Lorsqu’il affirme qu’il y a « au milieu » de nous, quelqu’un que nous ne connaissons pas, le Baptiste nous convie à « l’aventure intérieure », au secret dialogue avec nous-même, à la méditation. 


Au milieu de nous, c’est à dire au plus profond de notre cœur, se tient le secret de la joie. 


Car nous sommes – ne l’oublions pas – le temple de l’Esprit : c’est en nous que Dieu a dressé sa tente. 


Un grand mystique du 17ème siècle, Angélus Silésius, l’écrivait déjà : 


« Arrête, où cours-tu donc ? Le ciel est en toi ; et chercher Dieu ailleurs, c’est le manquer toujours… »


Vivre l’Avent, c’est donc nous donner les moyens et le temps de l’écoute intérieure. 


Nous faisons habituellement tellement de bruit avec nous-même, nous sommes tellement habités de confusions, tiraillés par des désirs contradictoires, tenaillés par tant de peur et de tristesse que Dieu, en nous, n’a plus la parole, il est comme bâillonné, muselé. 


L’Avent, c’est l’art de s’asseoir, l’art de s’arrêter pour écouter l’Esprit qui, tel le secret murmure d’une brise légère, parle en nous. 


Si, dans quelques jours, nous voulons réellement voir naître – malgré tout – le Christ dans nos vies, nous avons à pratiquer l’art de l’écoute intérieure. 


Il nous faut, en ce temps de l’Avent, entendre le conseil que Saint Bernard donnait à ses moines : 


« Tu désires voir ? Ecoute d’abord ! »


- La seconde joie, dont le Baptiste nous donne l’adresse, c’est la  joie de la communauté. 


Lorsque Jean affirme que se tient « au milieu de nous » Celui que nous ne connaissons pas, il nous dit aussi que le Christ se trouve « parmi nous », c’est-à-dire au beau milieu de notre communauté chrétienne. 

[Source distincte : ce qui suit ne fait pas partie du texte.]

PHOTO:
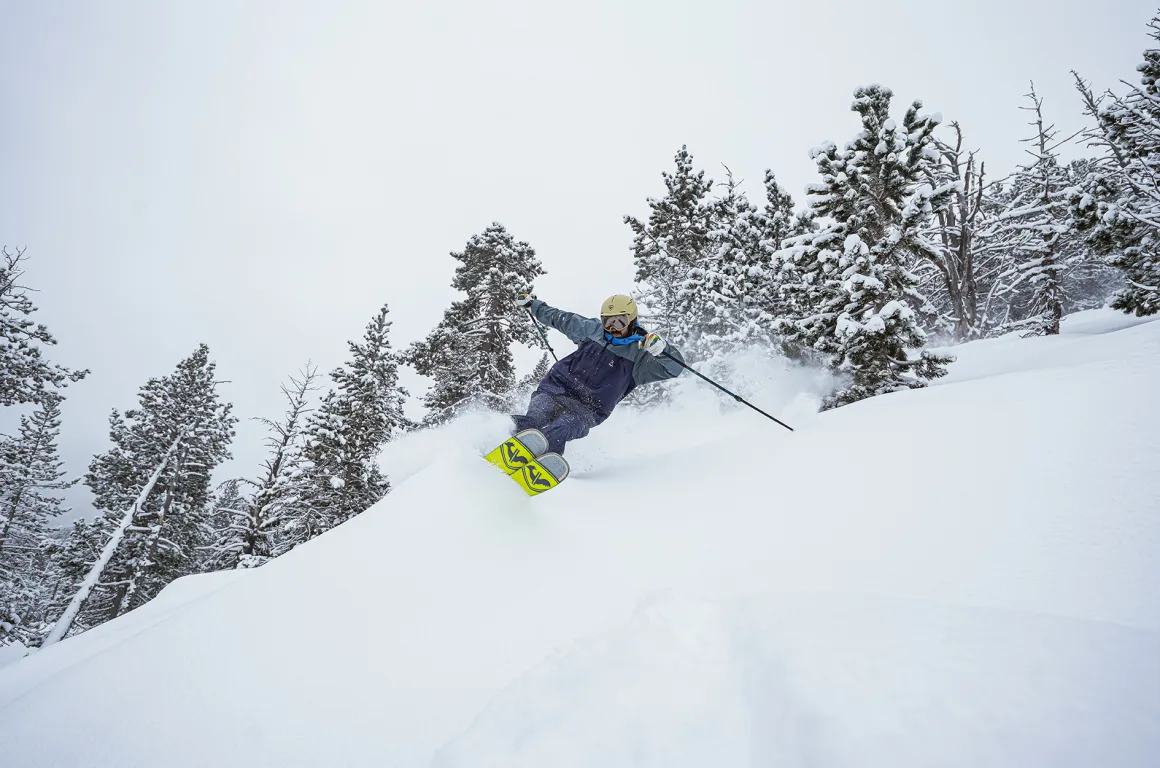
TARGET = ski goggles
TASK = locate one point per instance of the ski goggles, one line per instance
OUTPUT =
(615, 323)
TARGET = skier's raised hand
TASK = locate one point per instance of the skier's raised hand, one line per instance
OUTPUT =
(652, 343)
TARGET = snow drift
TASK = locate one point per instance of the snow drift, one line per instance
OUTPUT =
(963, 574)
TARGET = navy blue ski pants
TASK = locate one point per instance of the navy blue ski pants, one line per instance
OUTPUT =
(560, 418)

L’Eglise n’est pas une simple réunion d’adhérents à une association ; l’Eglise, en formant communauté, révèle le visage de Dieu. 


C’est au beau milieu de la foule des disciples de Jean le Baptiste que, soudain, Jésus apparaît. 


Comme si cette communauté d’hommes et de femmes en attente et en désir de conversion permettait soudain la révélation du fils de Dieu, comme si la communauté donnait soudain, par le simple fait de son rassemblement, visage au Christ ! 


Autrement dit, nous avons, dans notre marche vers Noël, impérativement besoin les uns des autres. 


Car l’autre que je rencontre dans la communauté chrétienne est l’icône vivante, le livre ouvert où je peux lire la trace de Dieu en ce monde. 


Vivre l’Avent, c’est se nourrir de cette grâce de la communauté – même si la situation actuelle limite et blesse notre désir de rencontre – dans laquelle Dieu nous parle à travers l’autre.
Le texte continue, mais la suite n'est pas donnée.